A MAN accused of sending threatening messages to Scotland’s First Minister Nicola Sturgeon and of abducting a sheriff is to stand trial in the New Year.
William Curtis, and another man with whom he is accused of the incident involving the sheriff, both previously said they do not want legal representation.
The 69-year-old told the court he would “always be legally advised” when asked by Lord Weir if he had appointed a solicitor, who said he would take that as he had not.
“You take that wrong,” Curtis replied, and told the judge that the constitution meant he had a “right to defend myself”.
During the hearing at the High Court in Edinburgh on Tuesday, Phillip Michell, 60, the other accused man, read from handwritten notes for about eight minutes before he was stopped from continuing.
Lord Weir said he was not satisfied he had appointed a solicitor and appointed Gillian Simpson to the case, the 16-minute hearing was told.
He fixed the trial date for January 9 at the High Court in Inverness.
Curtis is accused of behaving in a threatening or abusive manner which was “likely to cause a reasonable person to suffer fear or alarm” by sending emails and posting messages on social media in which he made threatening remarks towards Scotland’s First Minister on various occasions between February 27 and March 6, 2019.
He is further accused of allegedly sending or causing a message to be sent through social media on March 9, 2019 to Stewart Stevenson MSP which threatened him and contained a link to a video relating to the murder of the MP Jo Cox.
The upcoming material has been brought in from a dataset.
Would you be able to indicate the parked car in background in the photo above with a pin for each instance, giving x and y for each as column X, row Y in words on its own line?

And Curtis also faces two other charges of posting messages of a “threatening and abusive nature” on social media in October 2020 and June 2021.
Curtis and Mitchell are accused of assaulting and abducting a sheriff in a car park in Banff, Aberdeenshire, on June 29 2021.
It is alleged they seized Robert McDonald, sheriff of Grampian, Highlands and Islands, at Banff, pulled him to the ground, sat on top of him and detained him there against his will.
All the alleged offences happened in Aberdeenshire.
Curtis has pleaded not guilty to the charges while Mitchell has not yet entered a plea.